Das Interesse der anderen Gäste an ihnen ließ nicht wirklich nach. Joseph wurde fast gar nicht beachtet, was Valerie stutzig machte. Es sah aus, als ob die meisten Gäste sich auf Dixies Seite geschlagen hatten. Was war wohl der Grund für ihren Streit?

Nach dem Tanz beugte sich Valerie zu Joseph, um den Lärm zu übertönen. „Ich möchte gern nach Hause. Du kannst danach ja zurückkommen und sie um eine zweite Chance bitten. Ich jedenfalls will mich aus der Geschichte raushalten.“

„Aber es ist noch früh …“

„Wer soll ihm eine zweite Chance geben?“

Valerie wusste, dass dies nur Dixie sein konnte, obwohl sie ihre Stimme noch nie gehört hatte. Sie lehnte sich schnell zurück und begrüßte Dixie, bevor Joseph überhaupt etwas sagen konnte.
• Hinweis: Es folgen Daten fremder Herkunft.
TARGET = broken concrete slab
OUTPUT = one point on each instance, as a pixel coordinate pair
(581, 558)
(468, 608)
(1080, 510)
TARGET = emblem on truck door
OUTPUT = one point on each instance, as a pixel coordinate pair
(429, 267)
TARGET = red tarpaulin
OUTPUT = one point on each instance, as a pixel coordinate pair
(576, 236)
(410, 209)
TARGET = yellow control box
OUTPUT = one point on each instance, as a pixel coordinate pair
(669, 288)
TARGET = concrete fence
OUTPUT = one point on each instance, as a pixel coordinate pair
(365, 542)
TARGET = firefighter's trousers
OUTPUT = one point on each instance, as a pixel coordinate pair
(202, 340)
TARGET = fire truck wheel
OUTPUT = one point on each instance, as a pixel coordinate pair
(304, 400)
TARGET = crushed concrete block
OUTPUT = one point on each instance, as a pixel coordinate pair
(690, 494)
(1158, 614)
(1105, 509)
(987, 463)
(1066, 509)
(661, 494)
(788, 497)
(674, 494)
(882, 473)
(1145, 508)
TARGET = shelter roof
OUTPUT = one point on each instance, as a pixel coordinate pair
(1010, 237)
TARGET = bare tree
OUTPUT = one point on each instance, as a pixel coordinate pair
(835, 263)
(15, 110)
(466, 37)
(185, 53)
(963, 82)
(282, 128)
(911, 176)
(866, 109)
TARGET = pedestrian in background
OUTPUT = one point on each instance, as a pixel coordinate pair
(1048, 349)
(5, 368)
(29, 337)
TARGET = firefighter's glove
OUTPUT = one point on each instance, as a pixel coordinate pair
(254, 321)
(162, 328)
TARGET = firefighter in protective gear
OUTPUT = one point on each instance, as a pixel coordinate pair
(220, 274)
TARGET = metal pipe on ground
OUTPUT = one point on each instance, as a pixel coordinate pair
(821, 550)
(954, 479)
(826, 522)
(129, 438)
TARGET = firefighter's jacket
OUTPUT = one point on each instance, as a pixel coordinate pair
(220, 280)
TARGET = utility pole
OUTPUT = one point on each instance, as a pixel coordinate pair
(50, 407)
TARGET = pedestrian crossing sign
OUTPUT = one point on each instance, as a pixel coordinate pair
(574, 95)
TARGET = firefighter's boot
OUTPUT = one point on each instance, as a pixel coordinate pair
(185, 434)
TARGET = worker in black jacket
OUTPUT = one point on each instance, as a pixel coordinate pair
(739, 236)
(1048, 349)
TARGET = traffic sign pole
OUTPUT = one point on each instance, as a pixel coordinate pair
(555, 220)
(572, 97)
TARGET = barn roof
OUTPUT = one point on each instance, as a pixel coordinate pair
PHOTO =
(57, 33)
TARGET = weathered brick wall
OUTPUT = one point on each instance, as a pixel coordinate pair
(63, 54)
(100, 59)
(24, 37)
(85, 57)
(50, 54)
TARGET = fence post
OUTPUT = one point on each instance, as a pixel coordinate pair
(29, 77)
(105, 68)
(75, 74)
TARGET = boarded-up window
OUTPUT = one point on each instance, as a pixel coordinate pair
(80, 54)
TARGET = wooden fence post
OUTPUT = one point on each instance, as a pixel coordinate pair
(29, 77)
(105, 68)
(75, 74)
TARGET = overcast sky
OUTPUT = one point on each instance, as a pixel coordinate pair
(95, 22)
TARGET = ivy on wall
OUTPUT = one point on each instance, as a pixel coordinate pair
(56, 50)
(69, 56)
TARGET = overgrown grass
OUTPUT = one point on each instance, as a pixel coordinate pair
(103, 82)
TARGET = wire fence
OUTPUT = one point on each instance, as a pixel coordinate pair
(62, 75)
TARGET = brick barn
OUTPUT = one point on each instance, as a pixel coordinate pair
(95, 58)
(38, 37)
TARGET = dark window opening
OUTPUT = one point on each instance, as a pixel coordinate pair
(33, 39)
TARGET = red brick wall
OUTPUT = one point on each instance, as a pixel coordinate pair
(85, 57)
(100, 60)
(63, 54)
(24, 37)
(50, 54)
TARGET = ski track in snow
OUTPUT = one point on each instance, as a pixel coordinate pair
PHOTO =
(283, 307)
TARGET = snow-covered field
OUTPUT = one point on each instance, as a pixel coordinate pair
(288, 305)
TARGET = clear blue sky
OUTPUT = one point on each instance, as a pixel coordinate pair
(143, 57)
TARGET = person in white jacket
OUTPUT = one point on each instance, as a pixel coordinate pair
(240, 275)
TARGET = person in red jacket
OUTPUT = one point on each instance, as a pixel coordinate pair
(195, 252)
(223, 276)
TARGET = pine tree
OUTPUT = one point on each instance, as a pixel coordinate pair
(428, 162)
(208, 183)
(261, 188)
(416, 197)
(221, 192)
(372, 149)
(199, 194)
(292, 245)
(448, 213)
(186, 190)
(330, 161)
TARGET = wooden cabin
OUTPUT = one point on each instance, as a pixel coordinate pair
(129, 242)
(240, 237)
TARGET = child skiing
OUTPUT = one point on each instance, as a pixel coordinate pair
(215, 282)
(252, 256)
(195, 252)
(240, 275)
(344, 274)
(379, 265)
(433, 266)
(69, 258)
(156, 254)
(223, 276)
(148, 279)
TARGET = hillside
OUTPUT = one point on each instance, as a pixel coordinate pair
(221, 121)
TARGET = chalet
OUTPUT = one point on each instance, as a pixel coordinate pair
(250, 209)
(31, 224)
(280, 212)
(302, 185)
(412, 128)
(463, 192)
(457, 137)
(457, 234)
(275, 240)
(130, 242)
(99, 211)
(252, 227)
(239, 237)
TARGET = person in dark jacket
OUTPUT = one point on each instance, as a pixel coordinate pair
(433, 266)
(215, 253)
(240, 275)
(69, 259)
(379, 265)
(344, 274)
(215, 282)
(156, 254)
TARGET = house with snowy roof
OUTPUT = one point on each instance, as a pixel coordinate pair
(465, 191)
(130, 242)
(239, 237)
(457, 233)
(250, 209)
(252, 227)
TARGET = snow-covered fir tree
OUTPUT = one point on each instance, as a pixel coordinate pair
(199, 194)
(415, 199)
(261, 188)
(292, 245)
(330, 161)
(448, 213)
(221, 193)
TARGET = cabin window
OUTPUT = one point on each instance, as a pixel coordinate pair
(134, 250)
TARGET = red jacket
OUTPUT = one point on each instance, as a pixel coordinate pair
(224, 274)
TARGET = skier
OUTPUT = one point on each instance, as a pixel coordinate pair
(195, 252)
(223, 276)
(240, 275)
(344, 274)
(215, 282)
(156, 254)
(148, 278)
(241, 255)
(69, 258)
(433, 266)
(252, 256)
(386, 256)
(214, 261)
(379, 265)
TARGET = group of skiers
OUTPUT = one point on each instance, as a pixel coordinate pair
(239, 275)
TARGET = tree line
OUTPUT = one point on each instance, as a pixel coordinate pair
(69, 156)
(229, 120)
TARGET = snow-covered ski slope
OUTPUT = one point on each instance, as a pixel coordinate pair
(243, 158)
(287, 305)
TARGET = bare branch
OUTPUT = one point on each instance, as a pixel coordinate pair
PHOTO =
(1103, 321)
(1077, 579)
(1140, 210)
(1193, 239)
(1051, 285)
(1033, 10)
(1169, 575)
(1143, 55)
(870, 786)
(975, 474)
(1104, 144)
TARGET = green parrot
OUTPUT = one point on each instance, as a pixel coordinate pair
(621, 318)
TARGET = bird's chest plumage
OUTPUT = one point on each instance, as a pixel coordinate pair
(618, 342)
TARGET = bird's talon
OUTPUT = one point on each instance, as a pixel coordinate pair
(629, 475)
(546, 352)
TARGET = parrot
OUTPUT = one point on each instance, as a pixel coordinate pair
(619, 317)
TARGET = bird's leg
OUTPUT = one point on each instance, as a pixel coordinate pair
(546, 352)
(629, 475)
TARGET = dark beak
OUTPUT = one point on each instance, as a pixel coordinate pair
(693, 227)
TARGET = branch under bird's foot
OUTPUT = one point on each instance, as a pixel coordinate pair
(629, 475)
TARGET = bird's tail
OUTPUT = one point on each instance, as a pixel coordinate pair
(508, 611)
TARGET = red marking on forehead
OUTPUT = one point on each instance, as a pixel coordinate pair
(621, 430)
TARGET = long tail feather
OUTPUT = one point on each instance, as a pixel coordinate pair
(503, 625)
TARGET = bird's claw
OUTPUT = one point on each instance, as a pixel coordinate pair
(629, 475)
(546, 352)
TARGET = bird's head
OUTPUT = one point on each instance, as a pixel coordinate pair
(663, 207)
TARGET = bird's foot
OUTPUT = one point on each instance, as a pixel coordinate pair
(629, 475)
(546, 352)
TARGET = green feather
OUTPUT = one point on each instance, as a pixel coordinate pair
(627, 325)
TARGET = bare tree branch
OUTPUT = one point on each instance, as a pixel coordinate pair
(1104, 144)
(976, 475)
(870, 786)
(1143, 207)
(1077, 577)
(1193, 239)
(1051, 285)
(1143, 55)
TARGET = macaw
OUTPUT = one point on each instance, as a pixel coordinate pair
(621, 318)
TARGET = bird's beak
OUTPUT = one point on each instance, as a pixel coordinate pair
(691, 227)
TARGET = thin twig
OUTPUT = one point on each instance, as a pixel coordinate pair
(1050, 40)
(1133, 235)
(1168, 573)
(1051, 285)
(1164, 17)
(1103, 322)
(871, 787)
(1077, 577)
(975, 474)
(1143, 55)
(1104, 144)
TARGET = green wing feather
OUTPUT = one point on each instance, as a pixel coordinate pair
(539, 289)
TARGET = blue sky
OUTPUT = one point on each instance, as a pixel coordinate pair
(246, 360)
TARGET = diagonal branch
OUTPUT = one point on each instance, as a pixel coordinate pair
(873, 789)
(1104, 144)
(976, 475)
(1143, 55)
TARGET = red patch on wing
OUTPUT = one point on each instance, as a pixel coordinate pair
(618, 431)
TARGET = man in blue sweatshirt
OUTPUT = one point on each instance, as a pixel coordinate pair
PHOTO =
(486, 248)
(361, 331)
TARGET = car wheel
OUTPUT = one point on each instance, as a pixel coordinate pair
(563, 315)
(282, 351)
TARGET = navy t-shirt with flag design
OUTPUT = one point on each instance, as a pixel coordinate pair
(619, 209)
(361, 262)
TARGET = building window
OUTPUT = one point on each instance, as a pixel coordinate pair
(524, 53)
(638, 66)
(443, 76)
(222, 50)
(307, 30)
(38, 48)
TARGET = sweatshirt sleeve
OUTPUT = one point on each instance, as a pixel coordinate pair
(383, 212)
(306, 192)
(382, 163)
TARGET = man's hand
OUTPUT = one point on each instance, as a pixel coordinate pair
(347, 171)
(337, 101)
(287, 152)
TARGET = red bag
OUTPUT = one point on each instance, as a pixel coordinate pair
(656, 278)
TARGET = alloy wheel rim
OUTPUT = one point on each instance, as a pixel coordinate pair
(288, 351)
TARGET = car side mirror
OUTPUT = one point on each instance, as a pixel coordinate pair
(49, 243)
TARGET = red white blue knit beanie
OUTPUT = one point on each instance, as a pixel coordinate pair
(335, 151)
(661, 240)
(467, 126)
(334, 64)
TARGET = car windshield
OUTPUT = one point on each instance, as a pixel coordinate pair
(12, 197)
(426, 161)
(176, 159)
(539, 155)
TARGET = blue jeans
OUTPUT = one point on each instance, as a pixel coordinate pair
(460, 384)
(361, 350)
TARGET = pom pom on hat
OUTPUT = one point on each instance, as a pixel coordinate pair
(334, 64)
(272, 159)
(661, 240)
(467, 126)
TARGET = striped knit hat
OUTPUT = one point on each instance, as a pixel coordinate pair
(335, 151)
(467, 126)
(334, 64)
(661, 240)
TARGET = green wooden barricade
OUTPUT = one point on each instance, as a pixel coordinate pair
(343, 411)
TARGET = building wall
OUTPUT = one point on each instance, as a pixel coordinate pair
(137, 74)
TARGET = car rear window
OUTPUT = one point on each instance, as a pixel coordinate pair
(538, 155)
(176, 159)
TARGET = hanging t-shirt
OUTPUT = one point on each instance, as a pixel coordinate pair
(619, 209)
„Hallo, ich bin Valerie und nur eine Freundin.“

Dixie bedachte Valerie kurz mit einem eisigen Blick und wandte sich dann an Joseph. „Stimmt das, Joey? Eine Freundin wie die eine vor ein paar Jahren?“

„Wir hatten eine Beziehungspause. Du hast sogar …“

„Entschuldige meine Verspätung, Schatz.“ Valerie erstarrte. Ihr Chef, den sie erst für morgen erwartet hatte, schlang einen Arm um ihre Taille.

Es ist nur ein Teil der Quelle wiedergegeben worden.